61 18:26 <sipa> No, only the blocks.
62 18:26 <sipa> We don't want to forget about old blocks, just their contents is forgotten.
63 18:27 <b10c> There are flags in the index that indicate if we HAVE_BLOCK_DATA and HAVE_UNDO_DATA
64 18:27 <b10c> I guess they are set to false when we prune?
65 18:28 <sipa> Yeah, I believe so.
66 18:28 <b10c> What is the variable nBuffer in BlockManager:FindFilesToPrune() being used for? How large is the buffer (in MB)?
67 18:29 <sipa> In the very first commit that added undo files they were called "<HEIGHT>.und", actually: 8adf48dc9b45816793c7b98e2f4fa625c2e09f2c.
68 18:29 <michaelfolkson> I think of blocks as transactions (rather than UTXO diffs) and deleting transactions but this is deleting from a UTXO database right? Effectively spent txo
69 18:29 <sipa> No, pruning is unrelated to the UTXO set.
70 18:30 <scavr> the nBuffer and the current disk usage are summed up when checking if the prune target has been reached
71 18:30 <sipa> The UTXO set is already UTXO: it only contains spent outputs already.
72 18:30 <sipa> unspent, sorry
73 18:31 <b10c> another acronym worth mentioning: UTXO = unspend transaction output
74 18:31 <sipa> Pruning is literally deleting the block files (blk*.dat) and undo files (rev*.dat) from disk, nothing more. It does not touch the UTXO set, and doesn't delete anything from any database.
75 18:31 <michaelfolkson> Ok thanks
76 18:31 <sipa> (apart from marking the pruned blocks as pruned in the database).

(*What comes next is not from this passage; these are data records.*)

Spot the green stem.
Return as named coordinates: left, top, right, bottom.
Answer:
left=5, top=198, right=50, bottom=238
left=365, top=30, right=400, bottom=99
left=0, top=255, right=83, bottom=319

77 18:31 <b10c> scavr: do you know how big the buffer is?
78 18:32 <scavr> it starts as 17 MB (16MB block chunk size + 1 MB undo chunk size)
79 18:34 <b10c> correct! we pre-allocate the files in chunks so we want to keep this as a buffer
80 18:35 <scavr> when in IBD we add 10% of the prune target to the buffer
81 18:35 <scavr> so 17MB + 55MB = 72MB?
82 18:35 <scavr> with a prune target of 550MB
83 18:36 <michaelfolkson> 550 being the minimum
84 18:36 <scavr> this is similar to PR 20827 also an optimization, right?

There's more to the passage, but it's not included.